彼のプレーはまるで舞台裏から一気にスポットライトを浴びる主役のようだった。左サイドから巧みに相手を引きつけ、ジョアン・ペドロへと繋ぐ絶妙なパスを通し、最終的にタリク・ランプティの同点弾を演出した。この瞬間、ブライトンファンの心に再び火が灯ったのである。
試合内容と戦術の裏側
この試合は、ブライトンにとって試練の連続だった。前半の流れを掴みかけつつも、ビデオ判定によりPKを与えられるという不運に見舞われ、さらには後半開始早々の失点も重なった。ファビアン・ヒュルツェラー監督は試合後、「我々は良いプレーをしたが、勝利には一歩届かなかった」と悔しさを滲ませた。
彼の言葉の通り、ブライトンは試合を支配する時間帯もあったが、勝負の綾をつかみきれなかった。アストンビラの粘り強さと、ブライトンの決定力不足が影響した形だ。特にビデオ判定でのPKは微妙な接触であり、試合後も多くの議論を呼んでいる。三笘も「難しい判定でした」と振り返るように、判定一つで流れが変わるのがサッカーの醍醐味であり、時に怖さでもある。
三笘の価値とブライトンの未来
今シーズン、スタートから順調とは言えないブライトンにとって、三笘の存在は大きい。彼のプレーには、単なる技術の高さにとどまらず、試合の流れを変える力がある。ベンチスタートからの登場であっても、その影響力は計り知れない。まるで予備の切り札を持つかのように、監督にとっても頼もしい存在だ。

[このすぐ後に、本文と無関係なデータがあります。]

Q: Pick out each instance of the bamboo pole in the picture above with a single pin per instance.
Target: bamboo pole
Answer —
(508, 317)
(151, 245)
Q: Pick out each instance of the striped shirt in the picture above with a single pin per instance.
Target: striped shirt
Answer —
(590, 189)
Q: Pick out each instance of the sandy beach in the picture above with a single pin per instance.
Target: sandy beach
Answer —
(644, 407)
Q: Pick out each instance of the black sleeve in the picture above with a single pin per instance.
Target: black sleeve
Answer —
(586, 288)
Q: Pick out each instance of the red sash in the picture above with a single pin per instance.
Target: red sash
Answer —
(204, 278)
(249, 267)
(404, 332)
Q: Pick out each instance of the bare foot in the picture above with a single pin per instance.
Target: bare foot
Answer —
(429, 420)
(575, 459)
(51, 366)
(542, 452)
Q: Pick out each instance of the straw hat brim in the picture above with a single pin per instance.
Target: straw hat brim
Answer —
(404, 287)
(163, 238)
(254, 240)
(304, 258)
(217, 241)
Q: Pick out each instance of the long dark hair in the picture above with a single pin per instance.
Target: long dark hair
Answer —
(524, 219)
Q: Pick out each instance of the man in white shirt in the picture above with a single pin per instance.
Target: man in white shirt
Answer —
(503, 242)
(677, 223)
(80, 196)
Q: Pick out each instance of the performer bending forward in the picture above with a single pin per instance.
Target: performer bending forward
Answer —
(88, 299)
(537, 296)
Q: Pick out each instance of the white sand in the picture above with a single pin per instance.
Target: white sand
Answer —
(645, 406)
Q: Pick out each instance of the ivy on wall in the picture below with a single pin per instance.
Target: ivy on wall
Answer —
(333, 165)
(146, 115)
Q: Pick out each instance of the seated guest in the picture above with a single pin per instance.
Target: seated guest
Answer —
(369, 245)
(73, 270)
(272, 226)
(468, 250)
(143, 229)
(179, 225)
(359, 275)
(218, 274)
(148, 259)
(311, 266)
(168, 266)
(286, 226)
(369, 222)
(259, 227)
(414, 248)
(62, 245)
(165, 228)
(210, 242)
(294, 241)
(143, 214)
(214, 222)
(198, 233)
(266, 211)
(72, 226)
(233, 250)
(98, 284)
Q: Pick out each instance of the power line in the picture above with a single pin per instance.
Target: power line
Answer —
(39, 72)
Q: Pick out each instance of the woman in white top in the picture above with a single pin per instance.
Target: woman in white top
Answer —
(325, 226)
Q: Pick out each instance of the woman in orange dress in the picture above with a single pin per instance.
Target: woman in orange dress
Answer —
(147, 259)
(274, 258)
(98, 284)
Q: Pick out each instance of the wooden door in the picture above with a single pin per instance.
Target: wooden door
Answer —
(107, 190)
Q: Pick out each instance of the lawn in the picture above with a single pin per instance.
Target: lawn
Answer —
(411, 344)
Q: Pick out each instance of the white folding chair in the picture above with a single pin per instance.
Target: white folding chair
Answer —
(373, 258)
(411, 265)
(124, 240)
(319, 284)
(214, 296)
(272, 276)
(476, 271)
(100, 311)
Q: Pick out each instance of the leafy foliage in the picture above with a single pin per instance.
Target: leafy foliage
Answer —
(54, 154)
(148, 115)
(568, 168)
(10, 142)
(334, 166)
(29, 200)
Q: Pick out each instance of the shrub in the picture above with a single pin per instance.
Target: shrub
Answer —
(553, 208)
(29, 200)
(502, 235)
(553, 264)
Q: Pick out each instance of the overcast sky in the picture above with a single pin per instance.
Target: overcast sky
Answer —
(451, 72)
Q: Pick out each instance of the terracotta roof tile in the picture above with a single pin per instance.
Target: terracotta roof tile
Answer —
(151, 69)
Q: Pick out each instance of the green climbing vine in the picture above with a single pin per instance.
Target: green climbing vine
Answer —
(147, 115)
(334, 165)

三笘自身も「点を取らなくてはいけない状況でより攻撃に力を入れて(点を)取りに行くぞという姿勢を示さなければならない」と語るように、彼はチームの逆転に向けた重要なピースであることを自覚している。サポーターにとっても、彼のプレーは希望の象徴であり、これからの試合に向けた期待を高める要因となる。
ブライトンは、シーズン前半戦を終え、勝ち点27で10位につけている。順位こそ中位だが、チームはまだ成長過程にあり、後半戦での巻き返しが期待されている。監督のヒュルツェラーも「ポジティブな面も見なければならない」と語るように、チーム全体の底上げと三笘のさらなる活躍が鍵となるだろう。
来年のスタートは、強敵アーセナルとの対戦が控えている。ブライトンがどのように準備を進め、後半戦での飛躍を遂げるのか。三笘薫のプレーがその鍵を握ることは間違いない。新たな年に向け、ブライトンの挑戦は続く。